Chatbots are the cutting edge of digital customer services and there’s a good chance you’ve already had a few interactions with them, perhaps even without knowing. The difference between a chatbot and a standard web interface is that instead of simply pressing buttons and ticking boxes to find your way to specific content, information or contact details, you are having a conversation in a chat window with a non-sentient (so far!) AI.
There are all sorts of different chatbots that work in different ways, from the simple to the super-sophisticated, and they are becoming more advanced all the time. It is predicted that by 2020, around 85% of all chat interactions on the web will be with non-human agents!
How does a chatbot work?
The simplest form of the bot is rule-based and is simply a pre-programmed piece of software designed to respond to pre-set options (buttons or selection boxes) with predefined answers. It’s a very simple device that can be extremely useful for handling a lot of simple support questions or perhaps guide users towards product categories or human contacts as required. Understanding the different varieties helps with understanding how chatbots work and how they operate.

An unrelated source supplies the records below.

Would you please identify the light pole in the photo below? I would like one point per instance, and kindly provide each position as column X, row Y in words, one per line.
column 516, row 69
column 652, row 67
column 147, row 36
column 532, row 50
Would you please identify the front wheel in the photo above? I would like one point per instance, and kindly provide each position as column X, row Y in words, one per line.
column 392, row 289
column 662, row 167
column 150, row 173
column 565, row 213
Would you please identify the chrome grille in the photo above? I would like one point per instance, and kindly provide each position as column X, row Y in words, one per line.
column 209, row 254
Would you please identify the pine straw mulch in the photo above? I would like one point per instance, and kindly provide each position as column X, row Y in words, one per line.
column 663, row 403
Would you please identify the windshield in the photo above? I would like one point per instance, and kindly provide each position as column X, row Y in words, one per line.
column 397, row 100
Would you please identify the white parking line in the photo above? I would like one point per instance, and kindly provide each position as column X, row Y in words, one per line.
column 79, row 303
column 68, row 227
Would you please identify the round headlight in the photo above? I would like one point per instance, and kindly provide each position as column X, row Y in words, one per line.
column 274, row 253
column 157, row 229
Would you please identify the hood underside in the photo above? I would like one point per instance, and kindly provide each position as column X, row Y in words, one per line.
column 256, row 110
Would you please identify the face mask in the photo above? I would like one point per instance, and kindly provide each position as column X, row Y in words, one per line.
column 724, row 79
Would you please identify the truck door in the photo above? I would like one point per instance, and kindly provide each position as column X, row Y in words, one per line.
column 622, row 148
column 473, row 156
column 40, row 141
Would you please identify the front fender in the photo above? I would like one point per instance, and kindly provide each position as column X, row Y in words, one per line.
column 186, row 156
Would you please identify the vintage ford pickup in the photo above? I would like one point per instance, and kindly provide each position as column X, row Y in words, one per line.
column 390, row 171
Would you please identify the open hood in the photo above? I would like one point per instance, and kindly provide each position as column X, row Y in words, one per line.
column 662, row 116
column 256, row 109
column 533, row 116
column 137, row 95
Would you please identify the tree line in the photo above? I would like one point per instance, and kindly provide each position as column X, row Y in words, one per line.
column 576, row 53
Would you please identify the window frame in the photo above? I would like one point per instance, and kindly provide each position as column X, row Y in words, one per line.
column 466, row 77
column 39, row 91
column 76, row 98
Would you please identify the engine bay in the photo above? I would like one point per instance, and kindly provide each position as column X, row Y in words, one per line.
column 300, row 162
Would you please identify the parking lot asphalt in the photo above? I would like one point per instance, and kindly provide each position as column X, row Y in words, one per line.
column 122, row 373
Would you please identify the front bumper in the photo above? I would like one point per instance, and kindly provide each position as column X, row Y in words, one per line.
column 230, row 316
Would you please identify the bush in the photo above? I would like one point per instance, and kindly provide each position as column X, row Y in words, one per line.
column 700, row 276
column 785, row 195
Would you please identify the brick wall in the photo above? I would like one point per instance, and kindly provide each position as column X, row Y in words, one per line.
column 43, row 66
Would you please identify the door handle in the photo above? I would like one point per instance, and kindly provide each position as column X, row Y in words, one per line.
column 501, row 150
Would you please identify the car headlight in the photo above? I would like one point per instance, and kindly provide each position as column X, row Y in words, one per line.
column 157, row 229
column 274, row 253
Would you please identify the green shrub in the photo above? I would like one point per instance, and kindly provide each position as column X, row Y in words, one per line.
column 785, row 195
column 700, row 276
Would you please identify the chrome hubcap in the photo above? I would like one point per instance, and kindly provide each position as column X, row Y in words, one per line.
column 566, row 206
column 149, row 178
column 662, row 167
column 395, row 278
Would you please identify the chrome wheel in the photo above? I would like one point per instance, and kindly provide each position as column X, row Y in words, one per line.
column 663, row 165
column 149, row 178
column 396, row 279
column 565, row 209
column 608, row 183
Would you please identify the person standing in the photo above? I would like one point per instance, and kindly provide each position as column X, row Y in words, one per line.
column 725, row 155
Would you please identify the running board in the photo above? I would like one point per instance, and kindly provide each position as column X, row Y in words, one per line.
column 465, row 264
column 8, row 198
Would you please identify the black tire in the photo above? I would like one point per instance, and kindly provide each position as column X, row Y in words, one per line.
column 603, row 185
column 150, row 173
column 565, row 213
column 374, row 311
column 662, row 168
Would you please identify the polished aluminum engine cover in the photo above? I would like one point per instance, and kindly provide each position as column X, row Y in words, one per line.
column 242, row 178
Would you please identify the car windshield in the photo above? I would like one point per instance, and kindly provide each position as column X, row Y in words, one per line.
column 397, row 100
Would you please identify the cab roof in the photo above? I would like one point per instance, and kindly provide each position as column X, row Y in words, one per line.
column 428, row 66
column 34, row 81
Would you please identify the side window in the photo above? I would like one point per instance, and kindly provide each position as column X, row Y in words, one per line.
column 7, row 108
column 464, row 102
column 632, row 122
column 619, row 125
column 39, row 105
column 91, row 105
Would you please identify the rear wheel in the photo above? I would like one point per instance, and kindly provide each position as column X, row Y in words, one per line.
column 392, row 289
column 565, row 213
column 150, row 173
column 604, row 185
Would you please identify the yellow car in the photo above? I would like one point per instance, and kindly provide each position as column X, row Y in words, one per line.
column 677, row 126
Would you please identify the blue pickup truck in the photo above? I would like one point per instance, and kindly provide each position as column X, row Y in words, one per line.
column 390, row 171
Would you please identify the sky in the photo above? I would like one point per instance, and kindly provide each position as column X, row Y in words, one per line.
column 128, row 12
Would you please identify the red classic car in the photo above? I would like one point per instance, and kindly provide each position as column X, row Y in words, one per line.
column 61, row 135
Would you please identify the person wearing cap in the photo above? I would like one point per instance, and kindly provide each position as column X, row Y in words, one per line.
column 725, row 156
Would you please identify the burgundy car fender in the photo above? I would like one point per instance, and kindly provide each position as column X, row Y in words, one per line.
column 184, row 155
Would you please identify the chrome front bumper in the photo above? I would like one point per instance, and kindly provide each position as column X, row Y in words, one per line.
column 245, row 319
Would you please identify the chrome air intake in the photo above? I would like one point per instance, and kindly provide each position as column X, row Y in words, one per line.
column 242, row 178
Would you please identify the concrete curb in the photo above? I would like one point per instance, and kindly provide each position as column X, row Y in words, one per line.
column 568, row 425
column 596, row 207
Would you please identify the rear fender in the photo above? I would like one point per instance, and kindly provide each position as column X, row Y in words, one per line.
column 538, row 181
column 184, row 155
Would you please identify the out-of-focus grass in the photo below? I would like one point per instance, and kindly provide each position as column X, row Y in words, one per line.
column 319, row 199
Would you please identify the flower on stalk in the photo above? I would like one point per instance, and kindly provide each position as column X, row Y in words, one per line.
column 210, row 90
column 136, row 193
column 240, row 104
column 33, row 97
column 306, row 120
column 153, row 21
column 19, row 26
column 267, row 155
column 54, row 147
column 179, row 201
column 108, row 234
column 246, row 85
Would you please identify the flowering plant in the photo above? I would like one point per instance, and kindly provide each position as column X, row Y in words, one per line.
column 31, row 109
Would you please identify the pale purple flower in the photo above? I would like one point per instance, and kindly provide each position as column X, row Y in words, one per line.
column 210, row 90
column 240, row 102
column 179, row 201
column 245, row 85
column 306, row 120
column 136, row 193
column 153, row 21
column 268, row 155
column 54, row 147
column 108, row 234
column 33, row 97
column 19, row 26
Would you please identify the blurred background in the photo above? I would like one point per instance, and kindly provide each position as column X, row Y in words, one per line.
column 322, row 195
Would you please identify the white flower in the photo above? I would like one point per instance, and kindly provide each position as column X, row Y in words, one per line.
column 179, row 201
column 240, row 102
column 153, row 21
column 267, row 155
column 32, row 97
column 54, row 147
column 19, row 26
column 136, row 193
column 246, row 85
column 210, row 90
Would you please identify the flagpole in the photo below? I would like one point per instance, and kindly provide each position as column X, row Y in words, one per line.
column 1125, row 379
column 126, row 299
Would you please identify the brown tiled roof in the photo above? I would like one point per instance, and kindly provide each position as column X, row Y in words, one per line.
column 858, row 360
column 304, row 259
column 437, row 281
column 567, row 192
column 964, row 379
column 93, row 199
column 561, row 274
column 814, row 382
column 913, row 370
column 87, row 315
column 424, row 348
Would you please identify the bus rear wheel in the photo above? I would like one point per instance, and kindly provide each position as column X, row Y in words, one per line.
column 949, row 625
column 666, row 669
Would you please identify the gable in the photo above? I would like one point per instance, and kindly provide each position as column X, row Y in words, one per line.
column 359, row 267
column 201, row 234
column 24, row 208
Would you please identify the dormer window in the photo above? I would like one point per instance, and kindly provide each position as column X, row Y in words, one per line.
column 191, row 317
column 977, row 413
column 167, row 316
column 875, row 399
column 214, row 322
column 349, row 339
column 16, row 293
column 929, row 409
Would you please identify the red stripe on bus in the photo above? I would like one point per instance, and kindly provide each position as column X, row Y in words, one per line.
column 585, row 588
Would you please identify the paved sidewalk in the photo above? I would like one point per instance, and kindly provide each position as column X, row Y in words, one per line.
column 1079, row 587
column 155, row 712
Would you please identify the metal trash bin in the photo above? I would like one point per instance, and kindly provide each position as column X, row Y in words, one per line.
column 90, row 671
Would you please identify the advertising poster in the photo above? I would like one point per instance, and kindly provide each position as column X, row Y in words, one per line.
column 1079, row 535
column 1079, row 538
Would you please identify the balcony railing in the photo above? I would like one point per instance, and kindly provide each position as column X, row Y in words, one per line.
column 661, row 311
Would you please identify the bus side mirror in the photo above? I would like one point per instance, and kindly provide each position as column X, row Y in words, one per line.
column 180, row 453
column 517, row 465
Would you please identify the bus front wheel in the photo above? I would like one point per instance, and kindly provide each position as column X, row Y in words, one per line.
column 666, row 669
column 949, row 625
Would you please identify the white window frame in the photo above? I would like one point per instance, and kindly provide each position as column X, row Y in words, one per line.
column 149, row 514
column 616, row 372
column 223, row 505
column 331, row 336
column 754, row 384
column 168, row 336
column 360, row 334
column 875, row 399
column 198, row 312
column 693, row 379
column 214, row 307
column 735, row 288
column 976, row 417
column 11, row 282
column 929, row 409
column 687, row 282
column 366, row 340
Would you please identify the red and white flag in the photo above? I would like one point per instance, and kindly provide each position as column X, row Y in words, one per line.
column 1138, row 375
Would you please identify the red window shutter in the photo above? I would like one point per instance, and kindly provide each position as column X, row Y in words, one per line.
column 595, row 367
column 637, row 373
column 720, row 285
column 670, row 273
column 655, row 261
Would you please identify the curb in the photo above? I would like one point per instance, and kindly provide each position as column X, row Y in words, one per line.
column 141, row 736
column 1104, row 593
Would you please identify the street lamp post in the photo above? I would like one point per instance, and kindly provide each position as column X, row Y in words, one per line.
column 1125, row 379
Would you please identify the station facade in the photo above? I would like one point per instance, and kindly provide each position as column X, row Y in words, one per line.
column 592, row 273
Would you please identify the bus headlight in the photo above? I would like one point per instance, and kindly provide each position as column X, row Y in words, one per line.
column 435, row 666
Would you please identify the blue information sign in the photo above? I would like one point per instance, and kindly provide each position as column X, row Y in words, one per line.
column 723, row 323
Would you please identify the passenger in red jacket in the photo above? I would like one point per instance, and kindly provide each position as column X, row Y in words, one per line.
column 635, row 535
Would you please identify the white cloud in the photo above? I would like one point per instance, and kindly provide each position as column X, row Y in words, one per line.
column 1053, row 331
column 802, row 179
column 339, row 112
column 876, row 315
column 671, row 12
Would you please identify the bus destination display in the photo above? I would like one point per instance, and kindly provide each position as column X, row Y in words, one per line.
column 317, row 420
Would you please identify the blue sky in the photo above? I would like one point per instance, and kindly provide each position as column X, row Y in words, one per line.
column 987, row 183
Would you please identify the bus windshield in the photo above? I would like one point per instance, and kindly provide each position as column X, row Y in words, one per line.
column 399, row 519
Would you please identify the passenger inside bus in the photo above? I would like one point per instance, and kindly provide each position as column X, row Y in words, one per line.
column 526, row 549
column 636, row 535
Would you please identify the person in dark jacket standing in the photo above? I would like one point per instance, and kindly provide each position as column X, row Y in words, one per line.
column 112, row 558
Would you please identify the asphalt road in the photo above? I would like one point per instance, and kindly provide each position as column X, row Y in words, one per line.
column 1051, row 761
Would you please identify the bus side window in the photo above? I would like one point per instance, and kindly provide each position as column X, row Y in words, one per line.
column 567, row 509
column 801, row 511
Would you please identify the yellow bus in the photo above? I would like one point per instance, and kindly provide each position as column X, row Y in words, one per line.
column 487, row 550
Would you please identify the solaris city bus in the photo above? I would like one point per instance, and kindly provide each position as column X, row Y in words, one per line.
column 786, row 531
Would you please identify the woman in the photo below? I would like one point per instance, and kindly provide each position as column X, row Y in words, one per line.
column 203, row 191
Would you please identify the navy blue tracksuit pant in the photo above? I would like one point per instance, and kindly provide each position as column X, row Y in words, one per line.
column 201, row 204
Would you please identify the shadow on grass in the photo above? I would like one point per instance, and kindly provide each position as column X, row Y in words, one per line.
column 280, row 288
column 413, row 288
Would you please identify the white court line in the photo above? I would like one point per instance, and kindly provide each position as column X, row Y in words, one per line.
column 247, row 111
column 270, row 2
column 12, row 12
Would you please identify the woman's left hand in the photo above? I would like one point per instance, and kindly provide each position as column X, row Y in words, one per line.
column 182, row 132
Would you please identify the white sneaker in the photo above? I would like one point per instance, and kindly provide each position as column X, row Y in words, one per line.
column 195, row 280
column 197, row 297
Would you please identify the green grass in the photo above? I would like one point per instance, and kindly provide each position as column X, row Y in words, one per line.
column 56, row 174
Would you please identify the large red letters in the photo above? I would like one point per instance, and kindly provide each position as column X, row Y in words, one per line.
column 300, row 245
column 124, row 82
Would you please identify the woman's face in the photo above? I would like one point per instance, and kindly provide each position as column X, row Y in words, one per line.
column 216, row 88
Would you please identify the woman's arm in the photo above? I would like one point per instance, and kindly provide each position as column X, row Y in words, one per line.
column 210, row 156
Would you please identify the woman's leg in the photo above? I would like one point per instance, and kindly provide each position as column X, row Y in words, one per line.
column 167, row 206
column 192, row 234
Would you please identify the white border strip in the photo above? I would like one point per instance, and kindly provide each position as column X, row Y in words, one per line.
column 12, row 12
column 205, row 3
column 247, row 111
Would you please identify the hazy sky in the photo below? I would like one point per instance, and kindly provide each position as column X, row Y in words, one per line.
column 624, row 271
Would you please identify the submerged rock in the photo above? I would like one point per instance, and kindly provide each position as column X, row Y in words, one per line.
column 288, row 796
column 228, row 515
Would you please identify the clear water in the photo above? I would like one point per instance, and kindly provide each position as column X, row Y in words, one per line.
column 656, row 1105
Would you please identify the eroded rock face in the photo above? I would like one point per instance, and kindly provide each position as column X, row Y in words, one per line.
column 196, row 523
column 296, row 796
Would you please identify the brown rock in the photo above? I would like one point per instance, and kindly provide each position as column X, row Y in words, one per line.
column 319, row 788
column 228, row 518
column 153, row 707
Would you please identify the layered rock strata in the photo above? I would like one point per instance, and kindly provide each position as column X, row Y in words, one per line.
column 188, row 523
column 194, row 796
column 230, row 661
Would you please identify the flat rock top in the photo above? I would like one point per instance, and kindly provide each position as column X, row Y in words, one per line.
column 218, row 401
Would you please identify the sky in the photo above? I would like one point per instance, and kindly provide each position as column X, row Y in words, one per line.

More advanced Chatbots use machine learning to improve their support capabilities. Machine learning is a computer’s ability to analyze inputs, data and patterns of behavior to actually learn by itself without the help of a human programmer (or with as little human input as possible). Machine learning bots will develop learned responses to questions depending on previous experiences. Certain trigger words or phrases will start to correlate with specific answers and responses and the bot will eventually decide for itself how best to respond to a human user.
NLP (natural language processing) is how chatbots process human questions and requests for help or support. Used by web or chat window-based bots and by speech activated chatbots (like Amazon’s Alexa or Google’s Assistant or Microsoft’s Cortana), NLP allows the bot to interpret the more intrinsically human aspects of language such as intent and context. By breaking a question or sentence down into distinct elements, a bot can infer the intended meaning and provide a more helpful answer. Allied to machine learning processes this should, in time, lead to a more experienced and, therefore, more helpful digital assistant.
In NLP processes, phrases are broken down into constituent parts:
The Intent: What is the user trying to do? What is the problem they are trying to solve?
The Entity: What details are associated with the intent?
For example, with the question: Hey chatbot, what is the time in London right now?
The Intent is “time” and the Entities are London” and “right now”. With this structure, the chatbot can infer what the user would like to know and answer appropriately.
Where are you likely to find chatbots?
Increasingly, chatbot platforms like Facebook Messenger and WhatsApp, web apps and even voice-activated devices such as Alexa or Google’s assistant either in household devices or on a mobile phone are all typical platforms for chatbots. We may start to see them turning up in doctor’s waiting rooms, high street shops and perhaps pouring our drinks at the bar in the future. The combination of low cost, efficient help allied to a friendly conversational interface is proving to be a successful and compelling combination.